By BaxilDragonIt all started one day in late 1996 ...
Well, actually, while that's true for TheChanges, TTU's grand beginning was a little more subtle. It actually began in September 1997, with the words "Somewhere in a parallel universe ..."
It all started, to be honest, as a joke. The setting was mere backdrop for a story intended to be a one-shot parody of myself and my mage group. From there, TTU has taken a long and winding path to its current incarnation -- a serious look at a world that might have been, a world where something threw Earth a sudden loop. A world where real people try to react to fear, uncertainty, and the dreams that didn't quite turn out like they planned.
It didn't quite turn out like I'd planned, either. The then-unnamed world was too much fun to write in; CharacterAsh and his merry band of troubleshooters had a lot more potential than I'd been able to explore. But those first characters were based on real people, and I didn't feel comfortable continuing their stories directly. So the world next returned as the setting of a modern retelling of the Persephone myth I wrote for a Greek literature class.
CharacterAsh narrated that one, too. For a few years, that defined things. I just called it the "World of Ash" when I needed a folder name to collate the stories I'd written. I started fleshing it out around him, intending to have him narrate everything, thinking he'd remain the focal point. The world had other ideas.
As Ash transformed from a comic character to a dramatic figure, and from an exaggerated self to a different man with different formative experiences, his friends and settings grew to where their own stories had to be told. The arbitrary nature of the original world fell away and its timeline shaped itself among quietly pondered "What if"s. Elements like the Mafia takeover of the U.S. government vanished; certain defining events like EventTheFlyby took their place. Bit by bit, the world took shape as a place that could have happened, if only we'd taken that screaming left turn at the reality crossroads back in 1996.
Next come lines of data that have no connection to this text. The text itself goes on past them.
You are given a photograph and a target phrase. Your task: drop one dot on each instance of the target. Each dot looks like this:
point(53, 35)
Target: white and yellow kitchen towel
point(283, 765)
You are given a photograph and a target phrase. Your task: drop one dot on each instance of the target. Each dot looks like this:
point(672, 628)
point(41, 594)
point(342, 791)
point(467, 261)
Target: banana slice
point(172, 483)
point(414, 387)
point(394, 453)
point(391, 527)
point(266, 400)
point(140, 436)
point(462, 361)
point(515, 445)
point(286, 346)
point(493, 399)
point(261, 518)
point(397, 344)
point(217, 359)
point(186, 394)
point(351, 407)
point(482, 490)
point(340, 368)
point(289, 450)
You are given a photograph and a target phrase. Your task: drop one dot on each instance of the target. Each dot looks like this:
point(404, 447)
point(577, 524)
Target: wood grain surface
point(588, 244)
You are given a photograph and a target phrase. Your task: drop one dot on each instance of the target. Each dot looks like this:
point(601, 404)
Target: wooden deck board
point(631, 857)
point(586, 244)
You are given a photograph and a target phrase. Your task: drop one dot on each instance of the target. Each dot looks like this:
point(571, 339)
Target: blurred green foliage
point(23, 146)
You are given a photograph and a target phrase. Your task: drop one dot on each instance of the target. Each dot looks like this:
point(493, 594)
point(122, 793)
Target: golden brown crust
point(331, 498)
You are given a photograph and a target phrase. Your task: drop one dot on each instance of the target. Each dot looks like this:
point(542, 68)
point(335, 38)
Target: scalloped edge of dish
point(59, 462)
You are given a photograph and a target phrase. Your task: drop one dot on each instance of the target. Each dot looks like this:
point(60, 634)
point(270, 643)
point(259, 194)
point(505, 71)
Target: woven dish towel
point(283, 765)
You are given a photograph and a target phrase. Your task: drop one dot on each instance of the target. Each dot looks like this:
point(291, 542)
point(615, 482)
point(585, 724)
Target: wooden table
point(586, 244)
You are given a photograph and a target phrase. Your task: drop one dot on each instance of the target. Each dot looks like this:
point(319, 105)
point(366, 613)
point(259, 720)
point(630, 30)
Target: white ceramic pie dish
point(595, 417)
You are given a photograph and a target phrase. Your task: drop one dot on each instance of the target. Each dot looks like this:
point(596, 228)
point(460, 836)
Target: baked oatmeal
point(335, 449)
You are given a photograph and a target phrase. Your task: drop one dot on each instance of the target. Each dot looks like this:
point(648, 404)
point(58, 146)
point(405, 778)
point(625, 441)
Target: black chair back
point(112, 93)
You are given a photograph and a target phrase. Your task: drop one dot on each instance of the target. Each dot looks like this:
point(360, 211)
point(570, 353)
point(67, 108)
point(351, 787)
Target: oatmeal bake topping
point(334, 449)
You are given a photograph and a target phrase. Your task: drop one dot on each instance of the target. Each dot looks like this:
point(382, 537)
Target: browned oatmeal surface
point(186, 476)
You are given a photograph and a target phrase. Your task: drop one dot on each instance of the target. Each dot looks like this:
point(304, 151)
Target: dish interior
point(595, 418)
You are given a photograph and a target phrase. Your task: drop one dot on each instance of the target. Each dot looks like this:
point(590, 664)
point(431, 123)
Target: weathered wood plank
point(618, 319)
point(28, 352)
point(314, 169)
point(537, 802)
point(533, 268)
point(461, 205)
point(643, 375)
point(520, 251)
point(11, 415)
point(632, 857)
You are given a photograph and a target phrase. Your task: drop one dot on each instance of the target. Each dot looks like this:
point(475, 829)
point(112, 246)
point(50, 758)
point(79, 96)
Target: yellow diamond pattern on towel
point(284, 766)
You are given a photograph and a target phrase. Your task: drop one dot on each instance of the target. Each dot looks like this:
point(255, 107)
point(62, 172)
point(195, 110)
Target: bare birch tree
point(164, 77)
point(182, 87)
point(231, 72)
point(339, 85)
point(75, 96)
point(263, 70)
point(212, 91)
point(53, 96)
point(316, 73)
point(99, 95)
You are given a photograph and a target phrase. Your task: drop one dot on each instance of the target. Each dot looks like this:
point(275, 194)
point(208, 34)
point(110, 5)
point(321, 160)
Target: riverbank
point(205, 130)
(As an aside, the date of TheChanges was arbitrarily chosen for authorial convenience. Back in the "World of Ash" days, I wanted to fudge the timeline so that he'd be at a specific age when the big event hit. Since the original parody-Ash was based on me, that locked TheChanges down to 1996. I settled on December later, after realizing that I didn't want to deal with the conceptual hassle of it influencing 1996's presidential election.)
Cut back to the real world. When I started searching for a domain name in 1999, I knew I wanted to register one that I'd be proud of and be able to use throughout my life. A vanity domain named after me seemed too gauche, so after some brainstorming I settled on something a little more metaphysical. "The Tomorrowlands" seemed to be a great name for my webspace, a place ripe with possibilities and ideas and a place to capture the potential of the young-but-blossoming Internet.
I believe I first called the "World of Ash" setting "The Tomorrowlands Universe" for convenience, because I needed a name that was bigger than my character when I first made the setting public. It was no longer about him; it was about something he was only an incidental part of. My website's name seemed like a natural fit.
It became "TTU" instead of "TU" because at the time I was associating with other writers on a mailing list about transformation stories. "TU" was already in use there and I didn't want to cause confusion if those writers decided to set something in my universe.
By the time the TTU setting went online, it was pretty much in its current form. But it continues to grow, and I can't imagine renaming it now that I've thought of it as TTU for so long.
Long-term vision
I'll write this section later.
Acronym grammar
"TTU" is both a noun and an adjective: "My TTU character obviously lives within TTU."
The first T in TTU stands for "the," so a phrase like "the TTU website" is technically wrong. However, nobody likes a grammar nazi, and anyways there really isn't a palatable alternative: "I went to TTU website" sounds like it was typed by monkey, and breaking up the acronym to make "I went to the TU website" is f*cked UBAR.
Do avoid "the TTU universe", which makes Baby Acronym Jesus cry. "The TTU setting" is OK.